You can barely give them away, but supermarkets are coming close by selling them for $1 each or less.
Forget the $22 breakfast (yes they will still cost you a motza at the cafe), you could get yourself a loaf of bread, a kilo of avos, smash them yourself against your kitchen wall and have breakfast for $1 per day (two slices of toast and half an avo).
But would this really get you a house? Of course not.
If you were in the habit of eating $22 avocado breakfasts at cafes three days a week as Mr Salt suggested and replaced that with $1 avo on toast at home, that would mean you saved $63 a week. You’d be better off by $3276 a year.
A 20 per cent deposit on a median priced Sydney house of $1.35 million is $270,000.
Your new-found breakfast savings plan could get you that deposit in just 82 years! Of course, if house prices followed their loose guide of doubling in value every 10 years, the Sydney median house by then (the year 2105) will be about $345 million. So you’ll still need to come up with an extra $68.73 million.
THE GREAT AUSTRALIAN SCREAM
The outlook is bleak for the great Australian dream.
The recent PropTrack Housing Affordability Index revealed it has never been less affordable to buy a home in Australia. Nor has it ever been less affordable to rent one. And things are getting worse with rates and rents both still rising. And it appears many younger Aussies have tapped out and are instead choosing to enjoy their life where able to.
But they don’t need to give up on their entire future because they can’t buy a house. There are simple changes that can be made which will make a big difference to future wealth and the ability to continue a decent lifestyle later in life.
The Finder Consumer Sentiment Tracker, a recent survey of 5186 Australians, found the average Aussie was spending $189 a week shopping online. The biggest spenders were the youngest, with Gen Z spending $253 a week and Gen Y spending $245. Gen Z were also spending $60 a week on food delivery or takeaway and Gen Y $55.
This sort of discretionary spending can actually make a difference.
Saving $300 a week would translate to $15,600 a year. Add the $3276, plus sacrifice the odd coffee (now at about $6 a pop) and suddenly you’re $20,000 better off a year.
This money can be invested into high interest savings accounts, shares, or you could look at an investment property with a positive rental return.
I bought a two-bedroom unit in Perth for $210,000 earlier this year. It rents for $450 a week so pays for itself. This required an upfront sum of $50,000. That’s still a lot of money, but it’s in reach for anyone who can spend $300 a week on online shopping and food delivery services such as Uber Eats.
BOOMER POSTER BOY DOES HAVE A POINT
Bernard Salt’s smashed avocado piece made him the ultimate poster-Boomer in some eyes, and you don’t need to be young to realise just how challenging it is to buy property these days, but he had a point.
People are spending much more frivolously than they used to.
Yes, houses were cheaper relative to income back in the old days, even though interest rates were much higher.

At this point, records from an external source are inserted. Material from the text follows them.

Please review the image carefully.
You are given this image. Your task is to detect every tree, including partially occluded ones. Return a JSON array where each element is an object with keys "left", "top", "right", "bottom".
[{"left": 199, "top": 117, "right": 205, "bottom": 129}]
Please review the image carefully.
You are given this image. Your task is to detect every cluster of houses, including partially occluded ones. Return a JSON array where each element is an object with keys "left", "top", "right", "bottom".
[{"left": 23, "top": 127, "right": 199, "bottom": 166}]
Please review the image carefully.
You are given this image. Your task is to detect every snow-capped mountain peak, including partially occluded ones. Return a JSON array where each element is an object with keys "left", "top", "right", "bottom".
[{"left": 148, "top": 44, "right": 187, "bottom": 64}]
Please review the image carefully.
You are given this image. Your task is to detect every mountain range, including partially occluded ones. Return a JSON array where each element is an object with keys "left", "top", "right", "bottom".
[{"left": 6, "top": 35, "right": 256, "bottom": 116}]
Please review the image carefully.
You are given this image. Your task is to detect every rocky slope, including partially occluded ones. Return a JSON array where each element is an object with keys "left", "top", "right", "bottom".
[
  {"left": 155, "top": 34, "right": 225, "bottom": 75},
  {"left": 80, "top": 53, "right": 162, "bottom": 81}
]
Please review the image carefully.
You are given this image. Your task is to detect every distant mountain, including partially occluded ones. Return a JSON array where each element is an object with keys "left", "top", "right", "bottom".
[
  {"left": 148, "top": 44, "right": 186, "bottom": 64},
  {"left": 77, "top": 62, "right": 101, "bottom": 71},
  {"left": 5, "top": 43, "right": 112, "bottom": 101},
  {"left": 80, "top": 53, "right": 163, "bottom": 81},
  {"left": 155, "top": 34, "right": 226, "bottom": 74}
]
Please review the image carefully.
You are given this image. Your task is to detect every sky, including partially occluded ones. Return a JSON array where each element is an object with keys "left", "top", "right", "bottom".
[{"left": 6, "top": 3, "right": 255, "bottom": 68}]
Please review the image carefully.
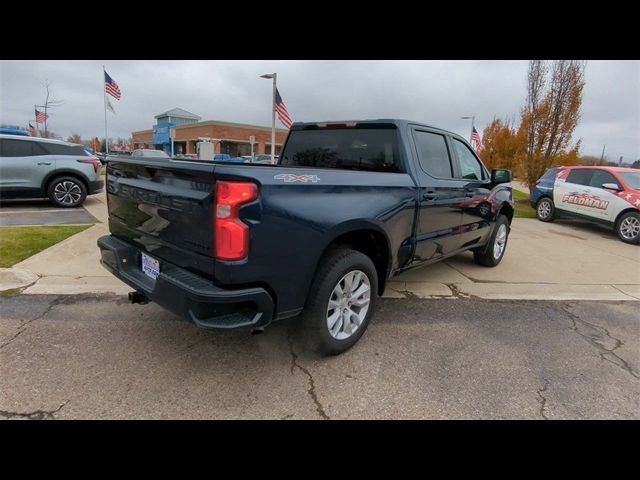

Yes, rentals were much easier to find and cheaper. Yes, jobs were plentiful.
But people also ate at home 99.9 per cent of the time. And packed their lunch for work. Their holidays were often a road trip to a caravan park with soggy sandwiches and rapidly browning fruit consumed at the halfway mark.
Their appliances didn’t break down 17 seconds after their warranties expired. They didn’t have devices or streaming services, they simply entertained themselves by pushing a hoop with a stick. And they saved on fuel by walking 16 miles in the snow to get to school or work.
Cliches aside, the Australian mindset was saving, scrimping and creating wealth to get ahead. People still remembered the brutal years of the World Wars and the Great Depression. They delayed short term gratification to benefit in the long run.
This mindset, like available rental property, now seems in record low supply.
So, as everything else rises in price, may you enjoy some cheap avocados, because they won’t be cheap forever. But whatever you do, don’t eat grapes. Currently at $20 a bag, they will set you back another 82 years before you can buy a home.